More filed in Calif. outside counsel case

By John O'Brien | Apr 1, 2009


SACRAMENTO, Calif. (Legal Newsline) - The California Supreme Court must ensure that counsel representing a government entity remain only interested in justice, not money, attorneys for several paint companies argued in a recently filed brief.

Sean Morris of Los Angeles' Arnold & Porter made the argument in a March 26 brief in the case of several counties and municipalities that claim the former manufacturers of lead paint should be held responsible for its cleanup. Morris is representing Atlantic Richfield against the public nuisance action.

At issue is a 1985 decision in People ex rel. Clancy v. Superior Court. The case involved the City of Corona hiring a private attorney to bring a public nuisance case against alleged violators of a city ordinance. The attorney was paid more for successful than actions than unsuccessful ones.

"As this Court also has recognized, the prosecuting lawyer's requirement of absolute neutrality derives from two aspects of the sovereign nature of a government prosecution," the brief says.

"First, that as a representative of the sovereign, the prosecuting attorney can act justly only if the attorney acts with the impartiality required of those who govern.

"And, the attorney's impartiality is also necessary because the attorney has available the vast power of the government, a power that must not be abused."

Seven California counties and four cities (San Francisco, Los Angeles, San Diego and Oakland) claim the paint companies created a public nuisance when they made lead-based paint before it was outlawed in 1978. Similar suits have failed in Rhode Island, New Jersey, Missouri and Wisconsin.

In the Rhode Island case, the state Supreme Court ruled that Attorney General Patrick Lynch may hire outside counsel as long as he has the final say over actions in the lawsuit.

The California case is on hold while the contingency fee issue is sorted out. The trial court ruled for the paint companies, which include Sherwin-Williams, NL Industries and DuPont, but the Court of Appeals reversed the decision in favor of the plaintiffs.

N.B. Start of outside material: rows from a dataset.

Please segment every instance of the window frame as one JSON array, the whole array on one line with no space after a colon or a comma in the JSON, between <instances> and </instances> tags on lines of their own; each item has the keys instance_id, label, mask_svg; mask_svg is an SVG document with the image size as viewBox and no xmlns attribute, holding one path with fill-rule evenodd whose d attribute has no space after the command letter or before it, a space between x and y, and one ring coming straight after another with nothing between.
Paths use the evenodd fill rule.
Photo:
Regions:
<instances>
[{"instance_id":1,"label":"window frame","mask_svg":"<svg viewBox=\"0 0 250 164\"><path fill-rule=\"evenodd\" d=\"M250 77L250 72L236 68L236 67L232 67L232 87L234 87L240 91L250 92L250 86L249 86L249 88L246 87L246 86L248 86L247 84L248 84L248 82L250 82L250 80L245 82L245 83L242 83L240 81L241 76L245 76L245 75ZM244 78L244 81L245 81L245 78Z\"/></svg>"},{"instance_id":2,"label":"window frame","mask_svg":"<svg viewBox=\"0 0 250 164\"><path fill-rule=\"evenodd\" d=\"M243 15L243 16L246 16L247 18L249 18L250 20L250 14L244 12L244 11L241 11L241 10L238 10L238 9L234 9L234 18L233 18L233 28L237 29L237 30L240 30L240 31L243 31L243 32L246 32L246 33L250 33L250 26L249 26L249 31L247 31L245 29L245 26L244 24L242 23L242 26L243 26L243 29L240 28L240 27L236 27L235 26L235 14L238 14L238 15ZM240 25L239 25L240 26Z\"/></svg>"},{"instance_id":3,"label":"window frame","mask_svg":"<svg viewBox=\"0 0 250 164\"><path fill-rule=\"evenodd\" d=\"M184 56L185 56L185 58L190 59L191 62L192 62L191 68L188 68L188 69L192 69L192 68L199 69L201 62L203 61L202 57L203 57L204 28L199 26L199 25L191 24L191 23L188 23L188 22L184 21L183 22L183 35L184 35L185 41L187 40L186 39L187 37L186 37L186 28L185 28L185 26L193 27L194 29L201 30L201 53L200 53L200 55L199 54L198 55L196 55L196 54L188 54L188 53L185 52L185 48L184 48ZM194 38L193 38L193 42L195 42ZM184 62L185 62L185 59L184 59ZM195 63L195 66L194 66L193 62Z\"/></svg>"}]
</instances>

The plaintiffs argue that the requirements of justness and impartially do not necessarily preclude the government entity from compensating its attorneys on a contingent fee, that their case differs from Clancy because it does not deal with threats of criminal liability and First Amendment concerns and that neutrality is not violated if the government bestos a final interest only on "subordinate" prosecuting attorneys but not on their "supervisors."